Kurze Zeit später betrat der Ermittler zum ersten Mal in seinem Leben die Vatikanstadt.
Vom St.-Anna-Tor nehmen zwei Hauptstraßen ihren Ursprung. Der Via del Pellegrino obliegt es, den südlichen Teil der Vatikanstadt zu erschließen, während die Via di Belvedere durch den Norden und Westen der Enklave führt.
Der Unteroffizier und vier Leibgardisten geleiteten Sirius. Genauso gut hätte er ihr Gefangener sein können. Auch an den Ufern der Via di Belvedere liefen grüne Dampfpipelines.

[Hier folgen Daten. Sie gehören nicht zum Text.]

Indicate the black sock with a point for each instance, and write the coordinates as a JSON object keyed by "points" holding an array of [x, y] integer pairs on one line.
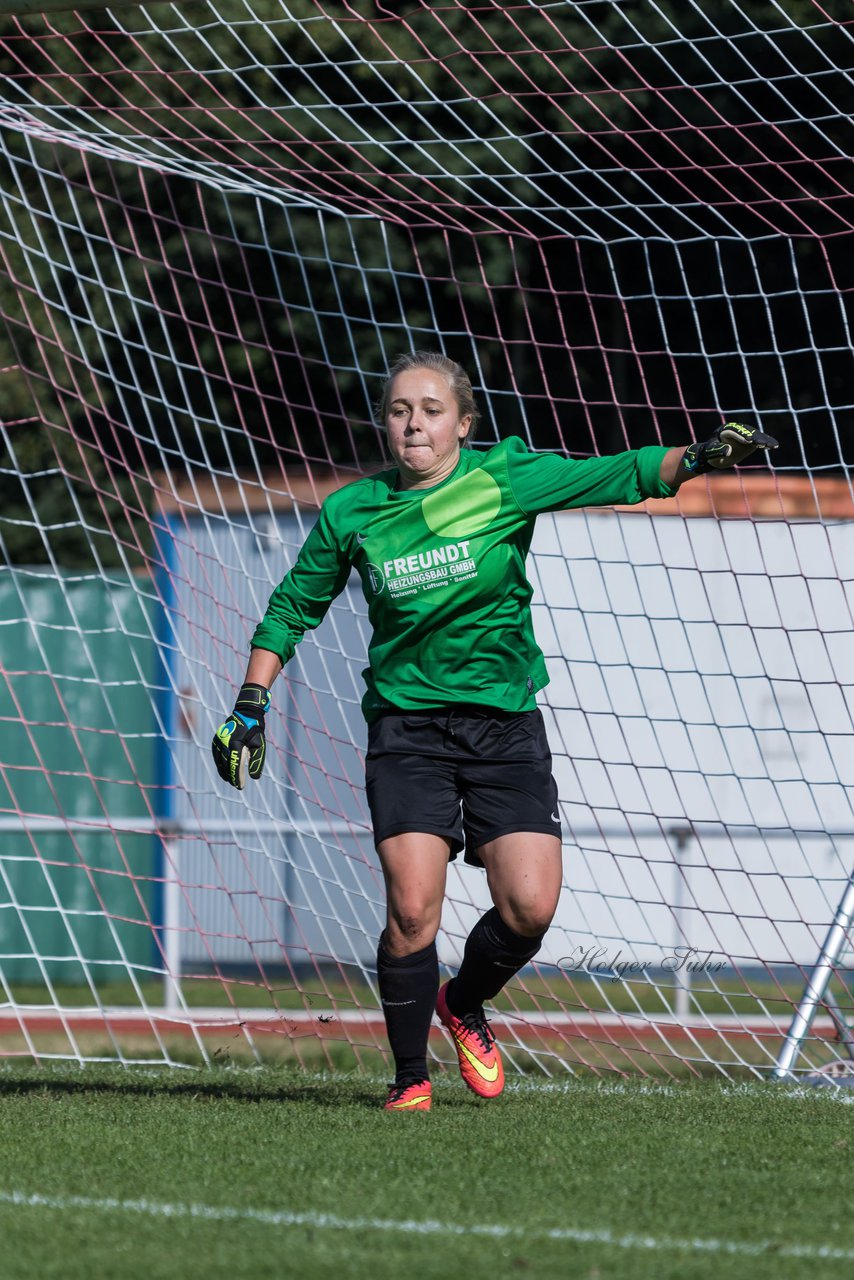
{"points": [[493, 954], [407, 988]]}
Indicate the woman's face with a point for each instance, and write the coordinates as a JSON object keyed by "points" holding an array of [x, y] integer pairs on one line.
{"points": [[424, 428]]}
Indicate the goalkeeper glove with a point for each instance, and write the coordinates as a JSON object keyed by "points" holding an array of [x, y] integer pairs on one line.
{"points": [[727, 447], [238, 745]]}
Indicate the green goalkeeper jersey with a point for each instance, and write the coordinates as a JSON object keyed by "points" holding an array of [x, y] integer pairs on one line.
{"points": [[443, 571]]}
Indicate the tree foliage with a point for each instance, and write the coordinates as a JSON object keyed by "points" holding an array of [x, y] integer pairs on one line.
{"points": [[323, 184]]}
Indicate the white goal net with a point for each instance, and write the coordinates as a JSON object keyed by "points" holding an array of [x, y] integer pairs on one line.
{"points": [[218, 225]]}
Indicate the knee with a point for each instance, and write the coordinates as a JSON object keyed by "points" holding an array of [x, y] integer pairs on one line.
{"points": [[528, 919], [410, 928]]}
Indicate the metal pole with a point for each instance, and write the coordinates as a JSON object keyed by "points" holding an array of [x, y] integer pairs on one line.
{"points": [[172, 993], [817, 984], [683, 993]]}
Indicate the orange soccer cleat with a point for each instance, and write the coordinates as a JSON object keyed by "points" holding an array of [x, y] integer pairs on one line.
{"points": [[480, 1063], [409, 1097]]}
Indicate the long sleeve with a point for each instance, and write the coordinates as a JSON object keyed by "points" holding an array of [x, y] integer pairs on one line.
{"points": [[301, 600], [547, 481]]}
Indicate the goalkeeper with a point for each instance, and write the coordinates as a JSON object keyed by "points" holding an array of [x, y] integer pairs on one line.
{"points": [[457, 755]]}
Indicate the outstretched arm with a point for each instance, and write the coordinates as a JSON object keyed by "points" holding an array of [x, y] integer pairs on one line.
{"points": [[726, 448]]}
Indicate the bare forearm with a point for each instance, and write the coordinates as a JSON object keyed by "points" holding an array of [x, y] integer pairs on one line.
{"points": [[263, 668]]}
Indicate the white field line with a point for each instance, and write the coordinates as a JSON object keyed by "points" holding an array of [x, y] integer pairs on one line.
{"points": [[219, 1016], [428, 1226]]}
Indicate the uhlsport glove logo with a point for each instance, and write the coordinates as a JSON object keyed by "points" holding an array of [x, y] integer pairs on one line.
{"points": [[240, 745]]}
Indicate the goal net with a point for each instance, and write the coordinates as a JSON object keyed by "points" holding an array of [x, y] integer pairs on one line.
{"points": [[219, 223]]}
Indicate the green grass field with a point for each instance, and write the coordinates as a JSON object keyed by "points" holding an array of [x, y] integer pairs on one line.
{"points": [[272, 1171]]}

Unmittelbar hinter dem Rohrsystem stießen gewaltige Steinquader aus dem Boden, die die Fundamente noch großartigerer Gebäude bildeten. Wie das Bett eines Flusses, der sich im Laufe der Evolution einen Weg durch die Granitblöcke gefressen hatte, schlängelte sich die Straße an Kirchen, der Banco di Vaticano, einigen kasernenartigen Unterkünften und anderen Gebäuden vorbei und lief zielstrebig auf einen Palazzo zu, zu dessen Eingang breite Marmortreppen führten.
»Palazzo del Cancelliere«, schnorrte der Unteroffizier.
Die rechte Flanke seines Schnurrbartes zitterte, während die aufgehende Sonne Sirius’ Rücken wärmte.
»Worauf warten wir noch?«, rief er dem Schnurrbärtigen zu.